Return value of current watt consumption on command line

On my system I can obtain the power drawn from the battery from

cat /sys/class/power_supply/BAT0/power_now
9616000

On Thinkpads if the tp_smapi module is loaded, the file is

cat /sys/devices/platform/smapi/BAT0/power_now

The value seems to be in µW, though. You can convert it with any tool you're comfortable with, e.g. awk:

awk '{print $1*10^-6 " W"}' /sys/class/power_supply/BAT0/power_now
9.616 W

In case you cannot find the location within the sysfs file system, you can search for it:

find /sys -type f -name power_now 2>/dev/null

Additionally, the package lm-sensors may be used to determine the system power usage on some machines:

# sensors power_meter-acpi-0
power_meter-acpi-0
Adapter: ACPI interface
power1:      339.00 W  (interval =   1.00 s)

My laptop has none of these (it also has no battery currently), but it does have a "powercap" device.
It seems this device is able to set restrictions on the user power.

And it (naturally) can read the power draw in order to enforce them.
The power draw can be found at the energy_uj file, i.e.:

cat /sys/class/powercap/*/energy_uj

It'll show the lecture (or lectures, if you have many powercap devices) in micro-Joules. This is actually a counter of the energy consumed, so you need to divide it by a time delta in order to get the power.

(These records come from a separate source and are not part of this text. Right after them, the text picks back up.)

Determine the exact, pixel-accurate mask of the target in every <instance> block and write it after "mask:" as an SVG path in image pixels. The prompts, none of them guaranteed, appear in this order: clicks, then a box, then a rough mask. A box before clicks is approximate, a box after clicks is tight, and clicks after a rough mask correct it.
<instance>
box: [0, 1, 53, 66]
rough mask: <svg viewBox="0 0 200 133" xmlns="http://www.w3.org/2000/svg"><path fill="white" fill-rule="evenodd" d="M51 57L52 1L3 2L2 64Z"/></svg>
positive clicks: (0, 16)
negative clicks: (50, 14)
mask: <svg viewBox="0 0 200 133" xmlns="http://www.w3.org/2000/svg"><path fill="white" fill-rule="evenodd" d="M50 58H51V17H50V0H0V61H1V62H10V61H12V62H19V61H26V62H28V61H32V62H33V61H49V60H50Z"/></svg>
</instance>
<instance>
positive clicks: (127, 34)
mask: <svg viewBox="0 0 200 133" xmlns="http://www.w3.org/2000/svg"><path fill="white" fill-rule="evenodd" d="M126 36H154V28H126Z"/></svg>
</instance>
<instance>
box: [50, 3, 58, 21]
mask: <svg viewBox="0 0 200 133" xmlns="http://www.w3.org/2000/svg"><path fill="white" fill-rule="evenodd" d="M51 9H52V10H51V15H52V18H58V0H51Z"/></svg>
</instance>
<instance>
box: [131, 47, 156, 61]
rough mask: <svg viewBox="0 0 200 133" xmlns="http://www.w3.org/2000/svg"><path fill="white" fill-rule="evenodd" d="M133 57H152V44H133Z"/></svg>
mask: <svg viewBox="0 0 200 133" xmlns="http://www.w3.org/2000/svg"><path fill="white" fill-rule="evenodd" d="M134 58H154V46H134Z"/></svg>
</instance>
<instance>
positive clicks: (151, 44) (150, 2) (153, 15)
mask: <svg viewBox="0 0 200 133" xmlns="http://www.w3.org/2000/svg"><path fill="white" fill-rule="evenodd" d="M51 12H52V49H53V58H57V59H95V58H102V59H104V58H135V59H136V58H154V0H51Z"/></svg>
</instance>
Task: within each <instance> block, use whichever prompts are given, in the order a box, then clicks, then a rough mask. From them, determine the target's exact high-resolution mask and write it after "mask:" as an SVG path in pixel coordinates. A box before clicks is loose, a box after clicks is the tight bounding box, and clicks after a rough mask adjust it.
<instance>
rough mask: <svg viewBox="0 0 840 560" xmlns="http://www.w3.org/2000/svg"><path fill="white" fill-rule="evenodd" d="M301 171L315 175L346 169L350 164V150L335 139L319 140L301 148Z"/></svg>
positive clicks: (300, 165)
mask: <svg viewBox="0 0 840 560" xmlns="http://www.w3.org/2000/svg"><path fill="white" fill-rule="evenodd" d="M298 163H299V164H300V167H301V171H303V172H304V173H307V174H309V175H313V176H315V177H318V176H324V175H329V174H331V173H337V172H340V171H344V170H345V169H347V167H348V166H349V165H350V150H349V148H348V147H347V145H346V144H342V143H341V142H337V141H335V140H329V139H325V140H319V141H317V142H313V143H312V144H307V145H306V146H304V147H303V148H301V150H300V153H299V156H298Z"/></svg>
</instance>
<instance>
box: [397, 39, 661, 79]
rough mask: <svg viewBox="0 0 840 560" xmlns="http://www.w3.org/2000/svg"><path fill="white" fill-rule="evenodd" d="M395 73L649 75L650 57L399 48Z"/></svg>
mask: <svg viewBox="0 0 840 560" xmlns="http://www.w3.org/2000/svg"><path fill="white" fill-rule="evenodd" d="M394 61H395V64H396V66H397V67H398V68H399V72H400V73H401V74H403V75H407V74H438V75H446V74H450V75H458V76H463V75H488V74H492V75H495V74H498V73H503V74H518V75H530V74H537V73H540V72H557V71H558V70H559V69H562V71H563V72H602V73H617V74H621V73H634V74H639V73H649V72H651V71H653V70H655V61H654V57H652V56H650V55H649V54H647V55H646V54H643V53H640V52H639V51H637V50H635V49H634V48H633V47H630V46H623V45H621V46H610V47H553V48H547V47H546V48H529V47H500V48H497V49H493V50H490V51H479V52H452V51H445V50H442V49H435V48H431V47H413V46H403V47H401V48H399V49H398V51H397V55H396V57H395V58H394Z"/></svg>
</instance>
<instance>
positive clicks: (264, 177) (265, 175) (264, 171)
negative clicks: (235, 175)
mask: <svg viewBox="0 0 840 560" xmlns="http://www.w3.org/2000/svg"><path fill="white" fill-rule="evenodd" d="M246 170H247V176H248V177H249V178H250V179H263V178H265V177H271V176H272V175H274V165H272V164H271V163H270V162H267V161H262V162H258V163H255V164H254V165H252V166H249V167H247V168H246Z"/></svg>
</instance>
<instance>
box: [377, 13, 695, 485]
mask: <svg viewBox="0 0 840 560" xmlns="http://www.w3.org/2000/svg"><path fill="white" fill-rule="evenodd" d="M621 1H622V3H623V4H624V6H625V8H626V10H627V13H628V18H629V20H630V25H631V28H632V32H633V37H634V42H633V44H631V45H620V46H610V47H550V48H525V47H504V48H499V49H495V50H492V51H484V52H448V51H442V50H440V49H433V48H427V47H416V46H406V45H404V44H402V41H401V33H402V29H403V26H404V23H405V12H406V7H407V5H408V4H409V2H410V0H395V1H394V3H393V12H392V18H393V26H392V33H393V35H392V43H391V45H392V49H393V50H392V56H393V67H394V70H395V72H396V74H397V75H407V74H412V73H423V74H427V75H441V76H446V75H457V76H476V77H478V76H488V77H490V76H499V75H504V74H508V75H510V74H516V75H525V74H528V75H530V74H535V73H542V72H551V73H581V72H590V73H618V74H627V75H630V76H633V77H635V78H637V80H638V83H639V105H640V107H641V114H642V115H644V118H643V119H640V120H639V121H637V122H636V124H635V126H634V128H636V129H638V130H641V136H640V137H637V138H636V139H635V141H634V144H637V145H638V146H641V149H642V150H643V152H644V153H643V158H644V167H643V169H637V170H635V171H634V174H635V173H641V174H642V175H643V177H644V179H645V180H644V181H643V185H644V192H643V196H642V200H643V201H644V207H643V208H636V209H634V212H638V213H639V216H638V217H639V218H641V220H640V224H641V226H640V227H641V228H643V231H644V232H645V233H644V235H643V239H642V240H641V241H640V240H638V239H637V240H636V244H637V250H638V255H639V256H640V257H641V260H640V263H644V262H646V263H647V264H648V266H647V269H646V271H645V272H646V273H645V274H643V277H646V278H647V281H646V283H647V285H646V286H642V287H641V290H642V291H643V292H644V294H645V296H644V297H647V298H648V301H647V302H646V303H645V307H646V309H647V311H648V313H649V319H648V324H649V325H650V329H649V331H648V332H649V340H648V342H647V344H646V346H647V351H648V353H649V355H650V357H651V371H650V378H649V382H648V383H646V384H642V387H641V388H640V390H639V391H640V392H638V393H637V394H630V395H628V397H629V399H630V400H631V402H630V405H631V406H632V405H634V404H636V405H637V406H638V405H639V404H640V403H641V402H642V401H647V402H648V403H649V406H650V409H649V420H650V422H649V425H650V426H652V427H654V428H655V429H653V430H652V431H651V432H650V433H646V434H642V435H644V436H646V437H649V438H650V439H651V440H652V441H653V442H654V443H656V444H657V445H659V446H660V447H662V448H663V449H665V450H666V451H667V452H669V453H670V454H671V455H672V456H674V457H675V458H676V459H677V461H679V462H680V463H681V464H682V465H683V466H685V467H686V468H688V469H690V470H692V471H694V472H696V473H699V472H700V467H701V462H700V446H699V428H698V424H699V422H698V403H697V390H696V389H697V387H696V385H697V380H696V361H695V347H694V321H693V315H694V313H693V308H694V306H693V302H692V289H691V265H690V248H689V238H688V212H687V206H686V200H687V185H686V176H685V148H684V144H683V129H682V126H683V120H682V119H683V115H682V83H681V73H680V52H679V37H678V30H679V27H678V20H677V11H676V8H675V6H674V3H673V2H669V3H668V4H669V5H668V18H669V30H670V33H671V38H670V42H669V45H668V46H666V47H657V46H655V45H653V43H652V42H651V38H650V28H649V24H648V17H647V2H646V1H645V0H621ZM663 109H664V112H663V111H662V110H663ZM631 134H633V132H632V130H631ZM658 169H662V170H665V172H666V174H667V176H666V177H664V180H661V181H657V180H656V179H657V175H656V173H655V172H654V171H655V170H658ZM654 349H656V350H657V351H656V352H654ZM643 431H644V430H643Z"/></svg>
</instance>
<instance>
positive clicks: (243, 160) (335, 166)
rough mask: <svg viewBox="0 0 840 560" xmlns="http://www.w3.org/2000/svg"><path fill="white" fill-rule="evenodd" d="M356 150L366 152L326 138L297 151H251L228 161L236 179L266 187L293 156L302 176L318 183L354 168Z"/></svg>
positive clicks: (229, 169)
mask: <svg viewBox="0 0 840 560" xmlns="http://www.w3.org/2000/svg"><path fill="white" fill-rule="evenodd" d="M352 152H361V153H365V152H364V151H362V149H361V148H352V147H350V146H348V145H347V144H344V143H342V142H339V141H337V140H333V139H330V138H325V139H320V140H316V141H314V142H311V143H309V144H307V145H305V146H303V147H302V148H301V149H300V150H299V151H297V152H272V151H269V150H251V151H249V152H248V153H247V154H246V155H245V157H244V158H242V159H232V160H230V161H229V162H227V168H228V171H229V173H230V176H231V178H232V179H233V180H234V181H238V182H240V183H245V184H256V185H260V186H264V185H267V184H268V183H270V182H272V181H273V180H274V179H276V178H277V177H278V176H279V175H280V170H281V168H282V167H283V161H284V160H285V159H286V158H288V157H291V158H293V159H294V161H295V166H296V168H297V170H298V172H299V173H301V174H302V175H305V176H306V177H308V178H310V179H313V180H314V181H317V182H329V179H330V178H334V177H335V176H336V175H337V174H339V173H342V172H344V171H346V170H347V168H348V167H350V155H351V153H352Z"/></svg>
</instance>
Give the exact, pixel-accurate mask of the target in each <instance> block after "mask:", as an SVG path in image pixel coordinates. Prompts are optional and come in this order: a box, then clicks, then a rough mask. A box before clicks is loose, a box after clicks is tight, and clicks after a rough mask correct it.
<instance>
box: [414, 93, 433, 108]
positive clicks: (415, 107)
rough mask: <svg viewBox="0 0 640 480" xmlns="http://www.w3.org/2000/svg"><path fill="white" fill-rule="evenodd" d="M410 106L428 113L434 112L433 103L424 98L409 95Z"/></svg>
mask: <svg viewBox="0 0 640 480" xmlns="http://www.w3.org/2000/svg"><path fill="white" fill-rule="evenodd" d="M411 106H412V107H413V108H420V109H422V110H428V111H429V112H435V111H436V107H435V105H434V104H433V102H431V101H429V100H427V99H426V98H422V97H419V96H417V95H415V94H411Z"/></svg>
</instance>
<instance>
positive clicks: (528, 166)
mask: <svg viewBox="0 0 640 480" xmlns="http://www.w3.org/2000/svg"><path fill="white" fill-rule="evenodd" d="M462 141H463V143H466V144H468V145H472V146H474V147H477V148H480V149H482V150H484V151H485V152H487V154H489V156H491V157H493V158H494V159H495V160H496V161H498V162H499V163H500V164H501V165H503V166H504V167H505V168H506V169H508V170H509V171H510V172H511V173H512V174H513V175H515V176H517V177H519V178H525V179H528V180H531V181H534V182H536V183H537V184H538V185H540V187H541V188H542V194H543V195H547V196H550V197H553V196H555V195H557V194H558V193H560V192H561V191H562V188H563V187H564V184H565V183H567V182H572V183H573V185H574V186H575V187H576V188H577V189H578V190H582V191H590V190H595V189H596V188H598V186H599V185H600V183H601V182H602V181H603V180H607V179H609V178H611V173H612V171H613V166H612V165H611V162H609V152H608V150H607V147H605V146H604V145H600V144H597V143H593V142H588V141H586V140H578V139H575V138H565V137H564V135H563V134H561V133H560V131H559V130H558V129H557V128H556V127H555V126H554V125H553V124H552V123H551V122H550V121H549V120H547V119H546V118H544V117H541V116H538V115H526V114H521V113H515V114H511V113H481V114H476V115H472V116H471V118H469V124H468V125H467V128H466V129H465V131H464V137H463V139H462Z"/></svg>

Is this the power drawn by my laptop, or just a part of it? I don't know.


On a laptop by reading the ACPI data from either procfs or sysfs. On my system the files are:

/proc/acpi/battery/BAT0/state
/sys/bus/acpi/drivers/battery/PNP0C0A:00/power_supply/BAT0/power_now

Note that the sysfs is heavily symlinked so there are many ways to reach the file. power_now is the file name you are looking for.